The New Statesman's revelation that LLM-generated text has entered acts of parliament, and that AI analysed departmental bids in the June 2025 Spending Review, is not a scandal about government incompetence — it is a canary in the coal mine for every mid-market UK regulated firm. The government allocated £2bn to AI while demanding 16% real-terms cuts elsewhere, yet no one can say with certainty where AI text appears in legislation, who wrote the prompts, what version of which model was used, or whether the output was properly reviewed before Parliament saw it. For firms regulated by the FCA, SRA, PRA or FRC, this matters acutely. If government cannot account for AI use in its own legislative process, how will your firm explain AI-assisted advice to the regulator if it goes wrong? The ICO, FCA Consumer Duty PS22/9, and SRA Code all now require documented, auditable decision-making. This government example shows how easily that audit trail vanishes.

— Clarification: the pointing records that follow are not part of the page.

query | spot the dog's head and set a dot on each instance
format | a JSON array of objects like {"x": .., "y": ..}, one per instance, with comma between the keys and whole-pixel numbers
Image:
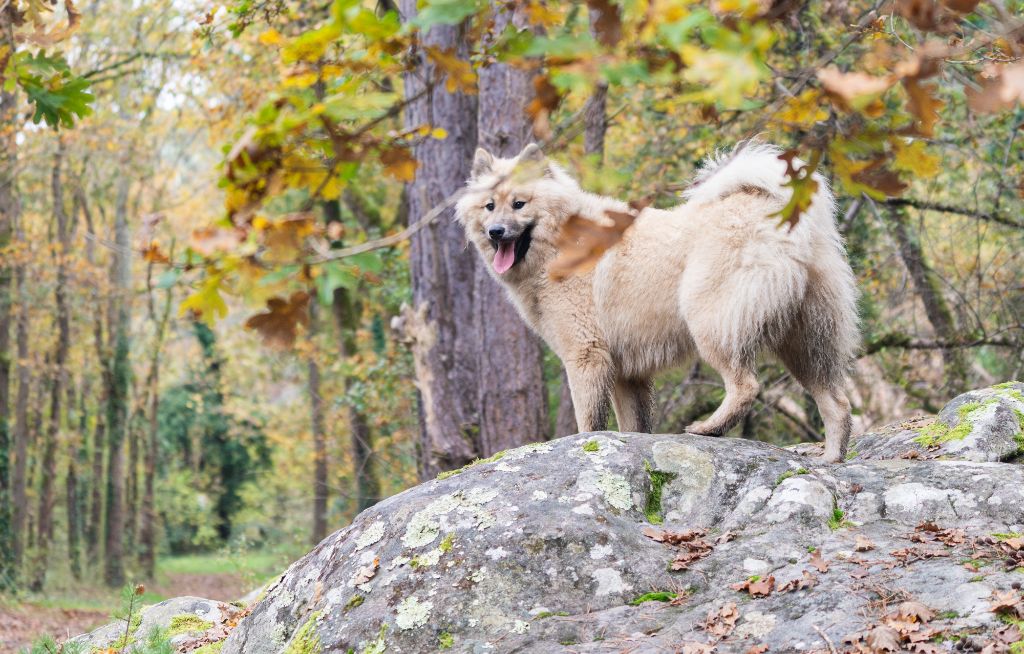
[{"x": 513, "y": 210}]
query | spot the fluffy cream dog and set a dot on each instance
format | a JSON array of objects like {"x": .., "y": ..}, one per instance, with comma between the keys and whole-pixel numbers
[{"x": 715, "y": 277}]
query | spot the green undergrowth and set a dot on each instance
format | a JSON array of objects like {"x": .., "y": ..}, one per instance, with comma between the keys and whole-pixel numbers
[
  {"x": 652, "y": 509},
  {"x": 791, "y": 473},
  {"x": 187, "y": 623},
  {"x": 476, "y": 462},
  {"x": 938, "y": 432}
]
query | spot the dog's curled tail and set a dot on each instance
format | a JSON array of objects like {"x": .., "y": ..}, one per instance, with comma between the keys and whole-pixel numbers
[{"x": 754, "y": 165}]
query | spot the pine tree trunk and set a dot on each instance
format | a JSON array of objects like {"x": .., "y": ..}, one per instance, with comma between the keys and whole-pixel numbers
[
  {"x": 44, "y": 526},
  {"x": 117, "y": 402},
  {"x": 8, "y": 215},
  {"x": 512, "y": 396},
  {"x": 320, "y": 437},
  {"x": 442, "y": 269}
]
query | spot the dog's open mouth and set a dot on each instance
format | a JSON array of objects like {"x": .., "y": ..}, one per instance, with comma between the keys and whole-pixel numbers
[{"x": 511, "y": 251}]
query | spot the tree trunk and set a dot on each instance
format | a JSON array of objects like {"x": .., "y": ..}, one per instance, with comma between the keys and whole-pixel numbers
[
  {"x": 511, "y": 391},
  {"x": 117, "y": 402},
  {"x": 95, "y": 522},
  {"x": 49, "y": 446},
  {"x": 320, "y": 437},
  {"x": 928, "y": 286},
  {"x": 8, "y": 215},
  {"x": 442, "y": 268},
  {"x": 367, "y": 491},
  {"x": 147, "y": 529}
]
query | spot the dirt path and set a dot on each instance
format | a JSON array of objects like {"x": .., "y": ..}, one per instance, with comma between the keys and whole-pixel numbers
[{"x": 22, "y": 623}]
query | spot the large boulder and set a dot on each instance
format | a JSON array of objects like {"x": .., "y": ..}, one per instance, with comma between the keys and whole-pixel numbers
[{"x": 609, "y": 542}]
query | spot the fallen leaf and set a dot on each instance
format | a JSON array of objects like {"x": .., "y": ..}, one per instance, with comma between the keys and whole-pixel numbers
[
  {"x": 722, "y": 621},
  {"x": 862, "y": 543},
  {"x": 818, "y": 561},
  {"x": 280, "y": 323},
  {"x": 583, "y": 242}
]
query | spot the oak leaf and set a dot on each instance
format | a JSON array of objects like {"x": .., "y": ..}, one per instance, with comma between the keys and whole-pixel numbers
[{"x": 279, "y": 324}]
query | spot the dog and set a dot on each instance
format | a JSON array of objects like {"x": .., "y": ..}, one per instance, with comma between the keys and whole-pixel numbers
[{"x": 717, "y": 276}]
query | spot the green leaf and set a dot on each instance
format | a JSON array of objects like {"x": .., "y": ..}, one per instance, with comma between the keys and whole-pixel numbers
[{"x": 58, "y": 95}]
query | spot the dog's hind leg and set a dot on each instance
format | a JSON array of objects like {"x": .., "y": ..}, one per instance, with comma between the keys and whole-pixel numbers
[
  {"x": 740, "y": 390},
  {"x": 590, "y": 384},
  {"x": 633, "y": 401}
]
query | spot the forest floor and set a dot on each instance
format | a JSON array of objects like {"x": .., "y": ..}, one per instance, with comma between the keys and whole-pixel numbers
[{"x": 71, "y": 608}]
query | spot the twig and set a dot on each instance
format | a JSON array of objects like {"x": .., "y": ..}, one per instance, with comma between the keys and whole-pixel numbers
[{"x": 824, "y": 637}]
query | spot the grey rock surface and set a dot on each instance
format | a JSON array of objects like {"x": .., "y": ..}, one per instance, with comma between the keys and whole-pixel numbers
[
  {"x": 551, "y": 547},
  {"x": 159, "y": 616}
]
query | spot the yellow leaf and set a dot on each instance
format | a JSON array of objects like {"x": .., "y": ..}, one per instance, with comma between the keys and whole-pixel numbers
[
  {"x": 206, "y": 303},
  {"x": 914, "y": 158},
  {"x": 270, "y": 37}
]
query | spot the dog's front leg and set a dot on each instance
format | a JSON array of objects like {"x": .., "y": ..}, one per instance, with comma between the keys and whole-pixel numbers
[
  {"x": 634, "y": 404},
  {"x": 590, "y": 384}
]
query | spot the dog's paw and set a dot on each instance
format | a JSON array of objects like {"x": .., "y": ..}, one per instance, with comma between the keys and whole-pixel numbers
[{"x": 701, "y": 428}]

This story is part of a wider pattern: organisations are deploying large language models into high-stakes, irreversible processes without the governance infrastructure to back them up. Harvey and other legal-focused LLM tools are powerful; Luminance and Legora offer real document intelligence gains. But none of them solve the governance problem that this story exposes — the gap between what AI can do and what firms can prove it did. Microsoft Copilot, deployed across the civil service, has no native audit mechanism. Generic enterprise AI tools were never built for regulated sectors where decisions must be traceable, reviewable, and defensible under cross-examination or regulatory investigation. The government's £2bn bet on AI, paired with a silence about how that AI is actually being governed, tells you that the industry — public and private — has chosen speed and capability over accountability. Regulated firms cannot afford to make that choice.
Trovix's position is simple: AI governance must come before AI deployment, not after. We built Trovix Audit specifically because firms told us that tools like ChatGPT, Claude and open-source models lack the compliance architecture that mid-market legal, insurance, accountancy and financial services practices need. Trovix Audit creates a persistent, timestamped record of what AI was asked, which model answered, what the output was, and who reviewed it — the exact audit trail the government cannot currently produce. That is not a luxury; under PRA SS1/23, FRC ISA UK and the emerging UK AI Act framework, it is becoming a baseline requirement. Where other AI products optimise for speed or accuracy alone, we optimise for governance-first deployment. The government's failure to do this at scale does not excuse firms that can.
If your firm uses any generative AI today — in document review, advice drafting, case analysis, claims assessment, or regulatory reporting — you need to act now. First, audit exactly where AI is being used and document it. Second, evaluate whether your current tools (including Microsoft Copilot, Claude API, or proprietary legal AI) provide a compliance-grade audit trail. Third, if they do not, implement a governance layer that sits between the AI and your decision-making process. That layer must capture the prompt, the model version, the date, the user, the output, and the human review decision. Finally, prepare an explanation for your regulator about why you chose your approach and how you manage the risks — because you will be asked. The government's approach, exposed this week, shows what happens when firms and institutions skip this step.